In a decision that likely shocked no one, the Catholic Bishops have rejected the third attempt by the Obama administration to appease their concerns over the birth control benefit in Obamacare saying it didn’t offer enough protections for religiously affiliated businesses and universities that object to providing insurance coverage for contraception.
Instead of working with the administration toward common ground the Bishops also announced they’d continue to fight the benefit in court where so far almost fifty lawsuits challenging the administration are working their way through the federal courts.
At this point the only question that remains is why the Obama administration insists on trying to negotiate or work with the Bishops.
The latest accommodation announced by the administration expanded the definition of religiously affiliated entities so that more nonprofit hospitals, nursing homes and other charities fall under the definition. The expansion matches the definition used by the Internal Revenue System and, so far, the Bishops have not complained about the IRS definition in the decades it has been in existence.
Under the latest proposal, religiously affiliated nonprofit groups that object to providing birth control coverage on religious grounds would not have to pay for it. Instead, women who work for such organizations could get contraceptive coverage through separate individual health insurance policies. The institution objecting to the coverage would not pay for the contraceptives. Rather, the costs would be paid by an insurance company, with the possibility that it could recoup the costs through lower health care expenses resulting in part from fewer births. The administration refused to grant an exemption or accommodation to secular businesses owned by people who said they objected to contraceptive coverage on religious grounds.

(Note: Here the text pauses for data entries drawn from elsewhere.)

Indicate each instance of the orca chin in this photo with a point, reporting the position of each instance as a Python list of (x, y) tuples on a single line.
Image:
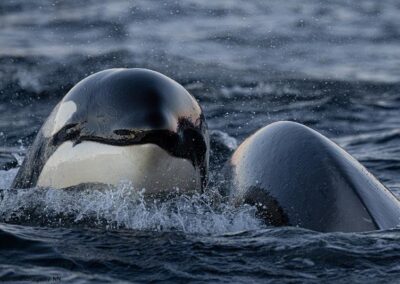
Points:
[(119, 125), (297, 177), (145, 166)]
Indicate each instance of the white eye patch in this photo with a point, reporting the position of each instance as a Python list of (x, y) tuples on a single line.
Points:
[(65, 112)]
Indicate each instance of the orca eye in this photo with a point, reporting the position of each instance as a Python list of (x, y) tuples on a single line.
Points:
[(123, 132), (195, 145)]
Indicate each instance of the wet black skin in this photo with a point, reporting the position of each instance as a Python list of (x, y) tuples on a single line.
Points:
[(126, 107), (297, 177)]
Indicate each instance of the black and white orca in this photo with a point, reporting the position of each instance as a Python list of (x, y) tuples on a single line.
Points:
[(297, 177), (132, 125)]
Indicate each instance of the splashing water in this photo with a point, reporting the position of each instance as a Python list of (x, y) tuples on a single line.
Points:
[(124, 207)]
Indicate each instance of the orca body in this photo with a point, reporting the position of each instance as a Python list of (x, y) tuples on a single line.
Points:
[(297, 177), (117, 125)]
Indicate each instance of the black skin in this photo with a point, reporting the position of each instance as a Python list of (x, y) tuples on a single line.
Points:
[(126, 107), (297, 177)]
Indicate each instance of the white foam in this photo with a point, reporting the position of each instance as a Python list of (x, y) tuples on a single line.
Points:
[(125, 207)]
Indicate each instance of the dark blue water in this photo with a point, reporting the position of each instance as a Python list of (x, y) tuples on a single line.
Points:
[(333, 66)]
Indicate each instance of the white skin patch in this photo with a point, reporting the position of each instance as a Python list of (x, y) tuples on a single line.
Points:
[(146, 166), (65, 112)]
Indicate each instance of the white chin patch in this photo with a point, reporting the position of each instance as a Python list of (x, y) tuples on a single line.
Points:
[(146, 166)]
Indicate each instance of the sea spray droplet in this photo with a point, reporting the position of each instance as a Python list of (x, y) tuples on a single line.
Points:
[(127, 208)]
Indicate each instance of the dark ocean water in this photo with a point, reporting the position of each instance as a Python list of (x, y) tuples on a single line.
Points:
[(334, 66)]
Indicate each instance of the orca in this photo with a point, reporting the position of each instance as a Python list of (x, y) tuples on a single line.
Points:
[(133, 125), (297, 177)]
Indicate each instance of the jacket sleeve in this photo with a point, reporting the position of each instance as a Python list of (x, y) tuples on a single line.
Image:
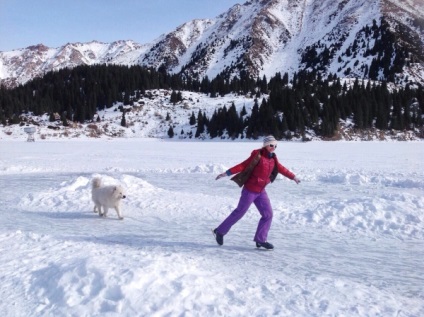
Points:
[(284, 171), (239, 167)]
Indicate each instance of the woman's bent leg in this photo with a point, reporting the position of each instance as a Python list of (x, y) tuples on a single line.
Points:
[(246, 199), (264, 206)]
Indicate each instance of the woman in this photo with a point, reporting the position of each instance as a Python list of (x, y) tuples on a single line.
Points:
[(260, 169)]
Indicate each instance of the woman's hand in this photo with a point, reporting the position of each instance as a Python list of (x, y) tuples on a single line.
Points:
[(221, 175)]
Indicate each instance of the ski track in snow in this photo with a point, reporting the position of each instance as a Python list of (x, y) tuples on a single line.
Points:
[(349, 238)]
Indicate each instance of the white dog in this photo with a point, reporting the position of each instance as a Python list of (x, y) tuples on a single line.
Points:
[(106, 197)]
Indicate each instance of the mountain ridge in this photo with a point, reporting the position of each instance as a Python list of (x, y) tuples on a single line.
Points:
[(260, 37)]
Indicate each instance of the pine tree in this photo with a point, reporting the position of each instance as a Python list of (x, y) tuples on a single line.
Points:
[(123, 120)]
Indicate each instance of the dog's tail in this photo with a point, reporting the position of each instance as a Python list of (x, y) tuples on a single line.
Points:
[(97, 182)]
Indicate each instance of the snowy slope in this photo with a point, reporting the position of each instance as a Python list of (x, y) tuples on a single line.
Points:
[(349, 238)]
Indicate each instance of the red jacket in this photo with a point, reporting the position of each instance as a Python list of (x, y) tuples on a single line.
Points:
[(260, 175)]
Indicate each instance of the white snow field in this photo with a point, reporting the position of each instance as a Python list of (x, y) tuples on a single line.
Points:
[(349, 239)]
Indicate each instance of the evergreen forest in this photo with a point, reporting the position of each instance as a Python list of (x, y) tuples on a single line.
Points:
[(283, 106)]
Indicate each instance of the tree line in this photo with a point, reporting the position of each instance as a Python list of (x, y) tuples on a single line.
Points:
[(283, 106)]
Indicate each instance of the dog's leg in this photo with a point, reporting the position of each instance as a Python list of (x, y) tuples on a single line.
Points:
[(118, 212)]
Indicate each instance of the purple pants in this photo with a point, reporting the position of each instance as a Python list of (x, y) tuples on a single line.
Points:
[(263, 204)]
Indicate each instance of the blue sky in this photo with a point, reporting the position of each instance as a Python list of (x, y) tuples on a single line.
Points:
[(57, 22)]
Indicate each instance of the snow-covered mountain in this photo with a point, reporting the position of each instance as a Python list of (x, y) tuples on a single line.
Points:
[(260, 36)]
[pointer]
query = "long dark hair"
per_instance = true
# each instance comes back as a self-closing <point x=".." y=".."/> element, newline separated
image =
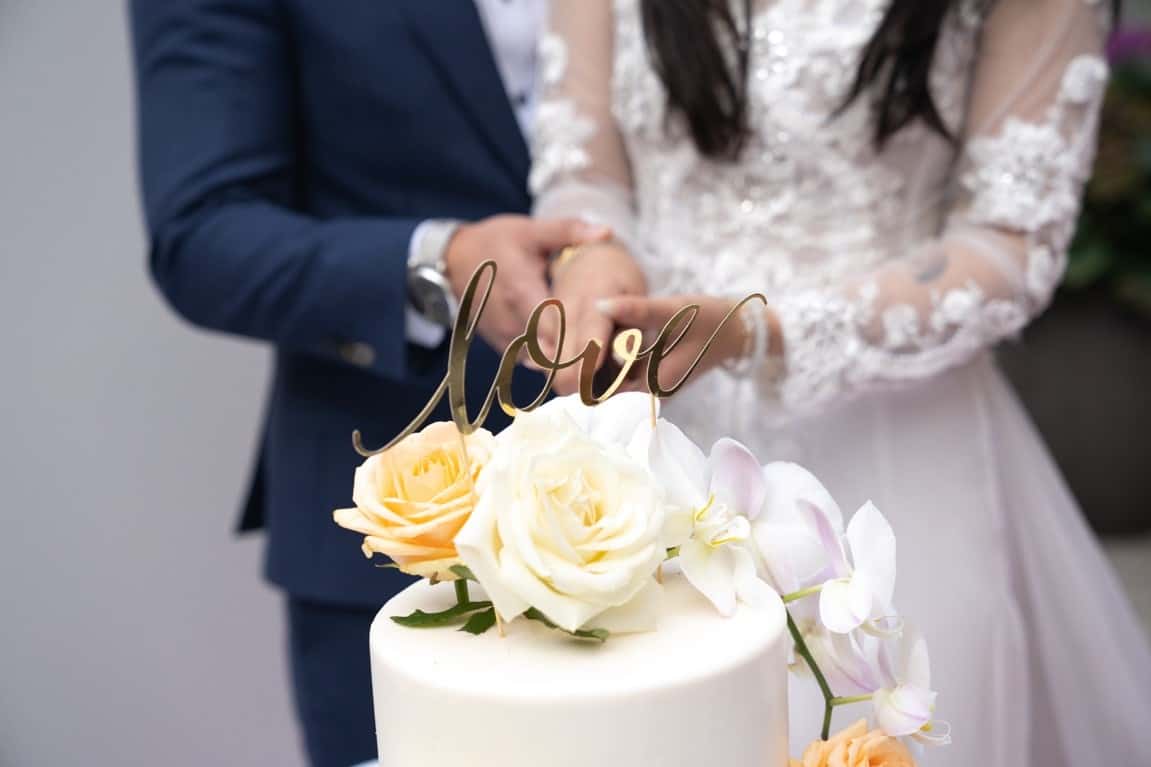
<point x="700" y="51"/>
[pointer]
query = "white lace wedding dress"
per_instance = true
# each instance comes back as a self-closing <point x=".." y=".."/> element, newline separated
<point x="893" y="273"/>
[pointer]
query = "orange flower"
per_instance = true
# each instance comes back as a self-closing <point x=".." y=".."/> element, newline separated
<point x="855" y="746"/>
<point x="412" y="499"/>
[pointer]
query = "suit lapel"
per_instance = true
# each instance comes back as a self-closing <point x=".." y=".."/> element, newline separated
<point x="452" y="35"/>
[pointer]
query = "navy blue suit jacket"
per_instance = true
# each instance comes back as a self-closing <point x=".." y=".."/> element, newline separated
<point x="288" y="150"/>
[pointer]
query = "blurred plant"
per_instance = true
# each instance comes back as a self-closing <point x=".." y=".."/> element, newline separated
<point x="1112" y="248"/>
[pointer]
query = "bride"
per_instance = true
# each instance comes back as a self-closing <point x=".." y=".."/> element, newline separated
<point x="900" y="179"/>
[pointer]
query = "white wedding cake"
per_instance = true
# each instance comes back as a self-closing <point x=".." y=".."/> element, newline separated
<point x="701" y="690"/>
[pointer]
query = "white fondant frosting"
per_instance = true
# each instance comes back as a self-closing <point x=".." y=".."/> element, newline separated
<point x="701" y="690"/>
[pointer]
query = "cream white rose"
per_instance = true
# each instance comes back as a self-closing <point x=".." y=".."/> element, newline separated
<point x="569" y="521"/>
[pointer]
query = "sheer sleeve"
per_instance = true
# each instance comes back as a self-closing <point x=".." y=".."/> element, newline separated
<point x="1024" y="154"/>
<point x="579" y="160"/>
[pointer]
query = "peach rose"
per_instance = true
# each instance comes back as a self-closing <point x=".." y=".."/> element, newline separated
<point x="856" y="747"/>
<point x="412" y="499"/>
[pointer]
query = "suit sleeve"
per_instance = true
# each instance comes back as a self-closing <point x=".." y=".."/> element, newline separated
<point x="220" y="180"/>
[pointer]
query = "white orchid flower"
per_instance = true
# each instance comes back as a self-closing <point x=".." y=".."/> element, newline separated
<point x="799" y="525"/>
<point x="861" y="591"/>
<point x="711" y="502"/>
<point x="905" y="703"/>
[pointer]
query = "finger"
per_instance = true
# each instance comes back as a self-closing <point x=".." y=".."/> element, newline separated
<point x="553" y="234"/>
<point x="639" y="311"/>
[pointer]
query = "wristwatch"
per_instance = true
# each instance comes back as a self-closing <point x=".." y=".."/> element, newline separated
<point x="428" y="289"/>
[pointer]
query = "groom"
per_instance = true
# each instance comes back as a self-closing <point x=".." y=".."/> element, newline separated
<point x="306" y="167"/>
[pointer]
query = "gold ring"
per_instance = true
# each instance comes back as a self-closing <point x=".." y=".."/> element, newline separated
<point x="568" y="253"/>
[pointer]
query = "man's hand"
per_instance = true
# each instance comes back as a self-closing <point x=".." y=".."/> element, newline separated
<point x="519" y="245"/>
<point x="597" y="271"/>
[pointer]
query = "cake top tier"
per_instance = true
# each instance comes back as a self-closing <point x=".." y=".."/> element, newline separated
<point x="531" y="661"/>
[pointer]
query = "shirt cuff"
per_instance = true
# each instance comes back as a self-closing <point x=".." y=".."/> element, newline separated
<point x="419" y="329"/>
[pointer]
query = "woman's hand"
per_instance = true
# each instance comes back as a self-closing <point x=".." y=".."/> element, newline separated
<point x="595" y="272"/>
<point x="733" y="342"/>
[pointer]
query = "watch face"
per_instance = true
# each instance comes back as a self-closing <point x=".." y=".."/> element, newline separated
<point x="431" y="296"/>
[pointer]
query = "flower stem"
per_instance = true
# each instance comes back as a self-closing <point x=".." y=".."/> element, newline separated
<point x="462" y="595"/>
<point x="795" y="595"/>
<point x="847" y="701"/>
<point x="824" y="688"/>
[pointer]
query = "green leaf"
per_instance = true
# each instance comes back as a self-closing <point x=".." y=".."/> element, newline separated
<point x="480" y="622"/>
<point x="462" y="571"/>
<point x="421" y="620"/>
<point x="597" y="635"/>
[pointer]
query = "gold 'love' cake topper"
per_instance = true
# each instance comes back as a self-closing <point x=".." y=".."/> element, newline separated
<point x="627" y="347"/>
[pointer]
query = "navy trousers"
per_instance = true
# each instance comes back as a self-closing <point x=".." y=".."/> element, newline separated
<point x="332" y="678"/>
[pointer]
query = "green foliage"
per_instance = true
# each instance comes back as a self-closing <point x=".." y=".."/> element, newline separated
<point x="454" y="614"/>
<point x="1112" y="248"/>
<point x="480" y="622"/>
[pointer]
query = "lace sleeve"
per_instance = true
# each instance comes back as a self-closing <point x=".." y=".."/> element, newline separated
<point x="580" y="164"/>
<point x="1026" y="152"/>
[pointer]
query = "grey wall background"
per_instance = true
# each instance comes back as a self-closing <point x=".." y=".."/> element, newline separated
<point x="134" y="628"/>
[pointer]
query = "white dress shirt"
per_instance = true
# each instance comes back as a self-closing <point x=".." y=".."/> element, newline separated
<point x="513" y="29"/>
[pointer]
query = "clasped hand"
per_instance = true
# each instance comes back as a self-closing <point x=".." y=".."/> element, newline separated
<point x="601" y="286"/>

According to the New York Times, the Bishops believe it is not enough to shield these employers from any financial obligation related to the benefit. Instead, every person should be able to opt out, regardless if their business is religious in nature or is secular and for-profit. “In obedience to our Judeo-Christian heritage,” Cardinal Dolan said, “we have consistently taught our people to live their lives during the week to reflect the same beliefs that they proclaim on the Sabbath. We cannot now abandon them to be forced to violate their morally well-informed consciences.”
Shocking, I know.
Nothing short of completely abandoning Obamacare will satisfy the Bishops. They have taken it upon themselves to politick in the name of the church and in doing so have alienated many Catholics and most reasonable-minded people. A person’s religious beliefs do not shield them or enable them to break the law or discriminate, a point the Supreme Court has made abundantly clear. But for now it looks like it’s an issue the Court will re-visit all while women who work for religiously-affiliated hospitals, schools or other charities, find their health care passed around like a political football by a bunch of men.